Trait divergence and the ecosystem impacts of invading species

Flowering phenology is a potentially important component of success of alien species, since elevated fecundity may enhance invasiveness. The flowering patterns of invasive alien plant species and related natives were studied in three regions with Mediterranean-type climate: California, Spain and South Africa's Cape region. A total of 227 invasive-native pairs were compared for seven character types across the regions, with each pair selected on the basis that they shared the same habitat type within a region, had a common growth form and pollination type, and belonged to the same family or genus. Invasive alien plant species have different patterns of flowering phenology from native species in the three regions.
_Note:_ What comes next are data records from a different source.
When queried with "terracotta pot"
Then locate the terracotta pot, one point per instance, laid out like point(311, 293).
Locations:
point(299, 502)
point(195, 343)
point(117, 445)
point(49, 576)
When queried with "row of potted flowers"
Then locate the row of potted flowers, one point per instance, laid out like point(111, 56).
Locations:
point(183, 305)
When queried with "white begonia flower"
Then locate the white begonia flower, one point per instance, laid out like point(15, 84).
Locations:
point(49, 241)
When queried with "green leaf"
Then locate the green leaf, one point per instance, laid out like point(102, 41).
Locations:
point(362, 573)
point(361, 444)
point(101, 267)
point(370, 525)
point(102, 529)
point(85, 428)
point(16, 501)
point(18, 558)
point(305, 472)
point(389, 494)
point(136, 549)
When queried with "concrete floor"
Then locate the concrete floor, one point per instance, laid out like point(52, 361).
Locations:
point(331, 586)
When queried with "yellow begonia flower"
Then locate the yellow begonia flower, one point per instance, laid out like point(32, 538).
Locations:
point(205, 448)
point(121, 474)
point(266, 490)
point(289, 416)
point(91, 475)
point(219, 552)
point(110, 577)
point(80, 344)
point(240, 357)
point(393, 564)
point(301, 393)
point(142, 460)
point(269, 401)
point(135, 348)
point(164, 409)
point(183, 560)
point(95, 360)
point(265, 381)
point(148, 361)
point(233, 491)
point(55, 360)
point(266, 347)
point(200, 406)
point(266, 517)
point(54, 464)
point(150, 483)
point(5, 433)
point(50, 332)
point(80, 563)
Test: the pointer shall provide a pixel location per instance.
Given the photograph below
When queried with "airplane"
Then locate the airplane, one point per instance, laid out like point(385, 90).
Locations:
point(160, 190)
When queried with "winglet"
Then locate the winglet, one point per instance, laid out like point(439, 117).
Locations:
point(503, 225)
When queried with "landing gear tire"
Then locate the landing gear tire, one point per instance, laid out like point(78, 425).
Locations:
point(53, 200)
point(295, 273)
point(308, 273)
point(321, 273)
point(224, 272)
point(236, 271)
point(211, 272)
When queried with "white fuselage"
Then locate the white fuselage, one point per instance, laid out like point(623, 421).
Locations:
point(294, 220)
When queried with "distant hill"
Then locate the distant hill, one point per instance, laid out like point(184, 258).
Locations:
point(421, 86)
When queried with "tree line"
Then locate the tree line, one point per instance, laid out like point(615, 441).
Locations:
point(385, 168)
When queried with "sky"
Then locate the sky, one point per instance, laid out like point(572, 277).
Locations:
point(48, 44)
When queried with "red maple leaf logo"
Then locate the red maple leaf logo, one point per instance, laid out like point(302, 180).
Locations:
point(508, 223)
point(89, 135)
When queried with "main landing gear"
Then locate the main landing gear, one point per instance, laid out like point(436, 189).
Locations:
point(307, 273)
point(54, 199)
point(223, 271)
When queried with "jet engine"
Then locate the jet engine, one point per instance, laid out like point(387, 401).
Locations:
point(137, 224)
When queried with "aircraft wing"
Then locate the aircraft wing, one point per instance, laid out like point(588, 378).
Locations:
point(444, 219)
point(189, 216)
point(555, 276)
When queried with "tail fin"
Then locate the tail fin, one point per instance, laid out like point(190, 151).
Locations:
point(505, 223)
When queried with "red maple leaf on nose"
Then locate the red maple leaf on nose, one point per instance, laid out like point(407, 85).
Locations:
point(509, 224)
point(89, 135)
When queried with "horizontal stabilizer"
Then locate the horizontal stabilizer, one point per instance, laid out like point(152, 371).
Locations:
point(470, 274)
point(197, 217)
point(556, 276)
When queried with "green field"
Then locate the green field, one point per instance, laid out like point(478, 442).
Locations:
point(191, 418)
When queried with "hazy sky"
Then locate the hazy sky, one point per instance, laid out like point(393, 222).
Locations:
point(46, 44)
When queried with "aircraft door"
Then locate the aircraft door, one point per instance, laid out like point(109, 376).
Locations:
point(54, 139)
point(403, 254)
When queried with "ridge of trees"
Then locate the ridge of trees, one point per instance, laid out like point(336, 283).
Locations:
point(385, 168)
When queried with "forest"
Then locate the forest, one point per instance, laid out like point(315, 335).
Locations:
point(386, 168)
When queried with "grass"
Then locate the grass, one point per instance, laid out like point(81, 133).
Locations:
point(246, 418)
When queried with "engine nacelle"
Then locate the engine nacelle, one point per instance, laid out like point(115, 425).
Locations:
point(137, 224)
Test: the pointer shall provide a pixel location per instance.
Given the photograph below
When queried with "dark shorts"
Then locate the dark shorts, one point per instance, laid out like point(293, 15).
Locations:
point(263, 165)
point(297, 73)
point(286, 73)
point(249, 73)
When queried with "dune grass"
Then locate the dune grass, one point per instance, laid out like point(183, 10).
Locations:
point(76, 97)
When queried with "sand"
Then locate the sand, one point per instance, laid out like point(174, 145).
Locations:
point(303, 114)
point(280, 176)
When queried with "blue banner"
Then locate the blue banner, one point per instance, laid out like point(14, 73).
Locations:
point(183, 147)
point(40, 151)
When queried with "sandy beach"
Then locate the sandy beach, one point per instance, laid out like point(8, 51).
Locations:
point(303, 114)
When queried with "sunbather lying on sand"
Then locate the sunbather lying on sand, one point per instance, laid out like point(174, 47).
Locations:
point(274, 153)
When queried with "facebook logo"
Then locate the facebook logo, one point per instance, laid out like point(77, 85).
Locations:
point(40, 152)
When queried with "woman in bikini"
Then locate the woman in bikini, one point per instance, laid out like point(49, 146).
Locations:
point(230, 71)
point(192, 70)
Whether the alien species flower earlier, later or at the same time as natives depends on the climatic regime in the native range of the aliens and the proportion of species in the invasive floras originating from different regions. Species invading at least two of the regions displayed the same flowering pattern, showing that flowering phenology is a conservative trait. Invasive species with native ranges in temperate climates flower earlier than natives, those from Mediterranean-type climates at the same time, and species from tropical climates flower later. In California, where the proportion of invaders from the Mediterranean Basin is high, the flowering pattern did not differ between invasive and native species, whereas in Spain the high proportion of tropical species results in a later flowering than natives, and in the Cape region early flowering than natives was the result of a high proportion of temperate invaders. Observed patterns are due to the human-induced sympatry of species with different evolutionary histories whose flowering phenology evolved under different climatic regimes. The severity of the main abiotic filters imposed by the invaded regions (e.g. summer drought) has not been strong enough (yet) to shift the flowering pattern of invasive species to correspond with that of native relatives. It does, however, determine the length of the flowering season and the type of habitat invaded by summer-flowering aliens. Results suggest different implications for impacts at evolutionary time scales among the three regions.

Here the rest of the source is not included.